Suami istri ini menjadi tiang bagi keluarga. Anak mereka satu-satunya bermarga He demi membuat ayahnya punya penerus marga. Mereka tulus menjadi pohon pelindung bagi seluruh keluarga namun selalu dicurigai oleh ibu dan adik kandung ke-enamnya; hanya karena marga anak mereka He, agar keluarga punya penerus.
Berkah dan hadiah untuk orangtua (dan keluarga) bisa jadi sumber kebencian adik yang salah asuhan. Tampak bahwa lahir di masa hidup nyaman bisa membuat sempit hati dan iri yang tak seharusnya dirasakan.
2. He Jia Wen,
Anak kedua dan tercantik, itulah He Jia Wen. Tanpa pendidikan tinggi pun ia tampak mriyayeni. Hatinya lembut dan berkarakter tenang.
Nasibnya beruntung, menikah dengan keluarga priyayi. Namun ternyata saudara iparnya tidak baik setelah mertuanya meninggal dunia. Kehidupan suami istri ini terpuruk bahkan suaminya meninggal dunia.
Setelah beberapa lama ia menikah kembali, demi masa depan anak. Mereka menjalani penyesuaian yang tak mudah, meskipun karakter anaknya dewasa. Hidup mereka kembali tertata serta bahagia, karena ayah yang baru hanya butuh penyesuaian sebentar.
3. He Jia Yi
Anak paling ulet, paling nekat, dan paling modis. Ia menikah tanpa pesta karena hamil duluan dan ayahnya bau saja dikuburkan. Menapak kehidupan dari 0 dengan menopang keluarga suami, akhirnya ia menjadi orang kaya baru.
Ia tak tahu jika sebagian modalnya dari Jia Li. Ia bahkan membenci kakak pertamanya itu sehingga saat sang kakak kesulitan memintanya menulis surat hutang untuknya.
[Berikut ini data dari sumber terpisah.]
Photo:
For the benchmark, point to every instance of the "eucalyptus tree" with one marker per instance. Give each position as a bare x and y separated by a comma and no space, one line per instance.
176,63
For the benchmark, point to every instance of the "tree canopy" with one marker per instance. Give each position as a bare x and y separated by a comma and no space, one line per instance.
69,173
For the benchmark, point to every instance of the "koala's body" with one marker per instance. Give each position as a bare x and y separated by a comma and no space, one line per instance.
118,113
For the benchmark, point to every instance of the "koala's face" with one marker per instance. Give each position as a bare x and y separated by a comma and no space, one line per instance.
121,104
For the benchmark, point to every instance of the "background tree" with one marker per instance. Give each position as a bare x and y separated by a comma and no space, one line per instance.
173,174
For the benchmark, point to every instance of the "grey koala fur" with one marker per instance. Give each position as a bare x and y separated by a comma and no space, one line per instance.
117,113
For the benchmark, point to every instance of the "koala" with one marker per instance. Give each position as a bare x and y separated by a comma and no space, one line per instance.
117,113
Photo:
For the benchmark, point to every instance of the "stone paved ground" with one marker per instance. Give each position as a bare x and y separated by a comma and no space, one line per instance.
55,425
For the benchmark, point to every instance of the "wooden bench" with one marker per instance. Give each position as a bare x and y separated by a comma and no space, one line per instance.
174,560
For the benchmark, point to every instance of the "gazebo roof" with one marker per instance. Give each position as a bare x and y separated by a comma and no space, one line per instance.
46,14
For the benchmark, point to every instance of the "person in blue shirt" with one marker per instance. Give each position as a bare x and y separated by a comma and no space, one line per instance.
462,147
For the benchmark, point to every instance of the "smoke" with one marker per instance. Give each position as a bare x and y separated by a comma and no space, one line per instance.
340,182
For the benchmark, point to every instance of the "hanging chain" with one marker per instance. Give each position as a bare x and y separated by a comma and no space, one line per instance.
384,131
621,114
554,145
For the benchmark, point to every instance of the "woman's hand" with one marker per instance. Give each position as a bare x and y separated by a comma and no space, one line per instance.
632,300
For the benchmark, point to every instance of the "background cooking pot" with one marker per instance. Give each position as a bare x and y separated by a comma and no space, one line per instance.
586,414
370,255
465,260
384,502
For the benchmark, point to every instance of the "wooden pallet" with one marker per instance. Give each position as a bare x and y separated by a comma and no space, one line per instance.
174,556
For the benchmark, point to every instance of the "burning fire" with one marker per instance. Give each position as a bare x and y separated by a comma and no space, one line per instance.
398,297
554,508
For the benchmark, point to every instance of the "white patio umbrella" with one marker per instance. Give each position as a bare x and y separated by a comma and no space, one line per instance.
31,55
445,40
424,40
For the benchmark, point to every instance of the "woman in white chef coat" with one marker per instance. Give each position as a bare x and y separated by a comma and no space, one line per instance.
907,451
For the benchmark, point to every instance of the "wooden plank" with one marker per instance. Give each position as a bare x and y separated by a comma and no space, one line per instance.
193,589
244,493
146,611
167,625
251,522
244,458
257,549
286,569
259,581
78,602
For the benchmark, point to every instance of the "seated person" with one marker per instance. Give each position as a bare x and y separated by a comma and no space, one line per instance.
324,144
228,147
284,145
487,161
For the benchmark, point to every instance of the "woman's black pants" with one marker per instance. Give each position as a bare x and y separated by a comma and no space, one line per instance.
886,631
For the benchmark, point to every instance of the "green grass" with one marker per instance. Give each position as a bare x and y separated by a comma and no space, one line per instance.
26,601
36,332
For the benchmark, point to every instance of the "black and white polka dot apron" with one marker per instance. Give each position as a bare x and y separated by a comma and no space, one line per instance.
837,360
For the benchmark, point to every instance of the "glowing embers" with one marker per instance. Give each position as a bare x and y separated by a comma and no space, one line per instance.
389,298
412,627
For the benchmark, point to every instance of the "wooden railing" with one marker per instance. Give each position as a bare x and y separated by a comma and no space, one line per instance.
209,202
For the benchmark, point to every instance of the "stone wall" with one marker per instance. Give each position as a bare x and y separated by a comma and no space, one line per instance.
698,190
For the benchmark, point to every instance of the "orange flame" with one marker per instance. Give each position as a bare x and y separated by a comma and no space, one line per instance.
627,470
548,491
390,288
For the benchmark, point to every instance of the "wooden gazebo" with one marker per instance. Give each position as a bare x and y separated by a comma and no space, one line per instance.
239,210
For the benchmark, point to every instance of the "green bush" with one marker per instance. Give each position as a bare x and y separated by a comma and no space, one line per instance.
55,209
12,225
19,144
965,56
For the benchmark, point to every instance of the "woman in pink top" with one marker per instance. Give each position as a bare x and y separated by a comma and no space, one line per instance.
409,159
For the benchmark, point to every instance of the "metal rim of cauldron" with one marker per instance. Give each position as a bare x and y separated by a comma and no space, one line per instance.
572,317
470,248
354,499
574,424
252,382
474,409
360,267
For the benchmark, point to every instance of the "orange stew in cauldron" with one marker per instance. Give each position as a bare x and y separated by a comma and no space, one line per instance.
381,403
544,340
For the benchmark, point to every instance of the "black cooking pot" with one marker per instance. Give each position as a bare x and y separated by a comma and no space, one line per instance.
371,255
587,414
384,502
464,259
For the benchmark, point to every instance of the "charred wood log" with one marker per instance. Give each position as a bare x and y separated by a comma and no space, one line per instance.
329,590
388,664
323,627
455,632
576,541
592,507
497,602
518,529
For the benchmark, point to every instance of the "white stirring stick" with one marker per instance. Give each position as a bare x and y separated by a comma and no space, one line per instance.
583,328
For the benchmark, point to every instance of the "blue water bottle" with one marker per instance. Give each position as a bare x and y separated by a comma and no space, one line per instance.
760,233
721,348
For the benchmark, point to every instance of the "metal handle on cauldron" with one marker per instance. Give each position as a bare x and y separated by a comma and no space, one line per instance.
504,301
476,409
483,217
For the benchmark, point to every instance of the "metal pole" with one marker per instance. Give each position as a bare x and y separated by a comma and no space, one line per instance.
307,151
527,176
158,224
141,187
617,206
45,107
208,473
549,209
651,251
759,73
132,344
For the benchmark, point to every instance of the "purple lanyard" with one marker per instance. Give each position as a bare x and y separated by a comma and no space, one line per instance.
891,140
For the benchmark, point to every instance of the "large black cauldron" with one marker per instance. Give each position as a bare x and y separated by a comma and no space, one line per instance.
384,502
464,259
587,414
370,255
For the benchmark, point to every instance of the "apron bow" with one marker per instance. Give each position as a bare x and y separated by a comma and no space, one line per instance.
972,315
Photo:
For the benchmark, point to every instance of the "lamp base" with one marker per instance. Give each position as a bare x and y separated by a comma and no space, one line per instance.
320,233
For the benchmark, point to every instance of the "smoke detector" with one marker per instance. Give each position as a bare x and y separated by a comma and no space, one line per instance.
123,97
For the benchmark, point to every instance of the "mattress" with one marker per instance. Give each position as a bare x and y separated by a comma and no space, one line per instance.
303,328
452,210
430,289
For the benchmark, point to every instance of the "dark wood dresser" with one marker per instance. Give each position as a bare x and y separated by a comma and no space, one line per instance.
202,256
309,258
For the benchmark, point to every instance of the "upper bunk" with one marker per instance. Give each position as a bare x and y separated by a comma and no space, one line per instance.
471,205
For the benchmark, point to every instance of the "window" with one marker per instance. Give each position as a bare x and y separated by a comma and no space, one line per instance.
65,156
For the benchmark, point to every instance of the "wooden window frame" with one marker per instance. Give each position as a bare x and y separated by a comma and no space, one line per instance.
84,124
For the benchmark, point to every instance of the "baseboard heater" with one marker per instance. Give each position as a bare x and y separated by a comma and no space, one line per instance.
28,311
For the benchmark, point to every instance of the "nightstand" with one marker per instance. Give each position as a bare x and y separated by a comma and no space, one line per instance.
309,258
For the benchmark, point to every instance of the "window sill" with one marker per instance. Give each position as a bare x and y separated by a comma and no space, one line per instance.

Karma buruk ini membuat ia menjadi miskin kembali selama bertahun-tahun dan apapun usahanya selalu gagal. Pada akhirnya, setelah berkali-kali jatuh bangun dengan bisnisnya, mereka bisa menikmati hidup. Mereka menjadi contoh untuk tidak ragu melihat peluang baru.
4. Liu Xiao Ling,
Anak ke4 diberi marga Liu, marga ibunya. Ia sering berebut pakaian dengan kakaknya, dan selalu merasa dirinya hanya pernah memakai baju bekas. "Sifat lapar" ini terbawa sampai dewasa.
Di antara semua keluarga ia dianggap paling beruntung karena bisa "mewarisi" pekerjaan ayahnya sehingga punya penghasilan stabil. Namun mendapatkan beda dengan memperjuangkan.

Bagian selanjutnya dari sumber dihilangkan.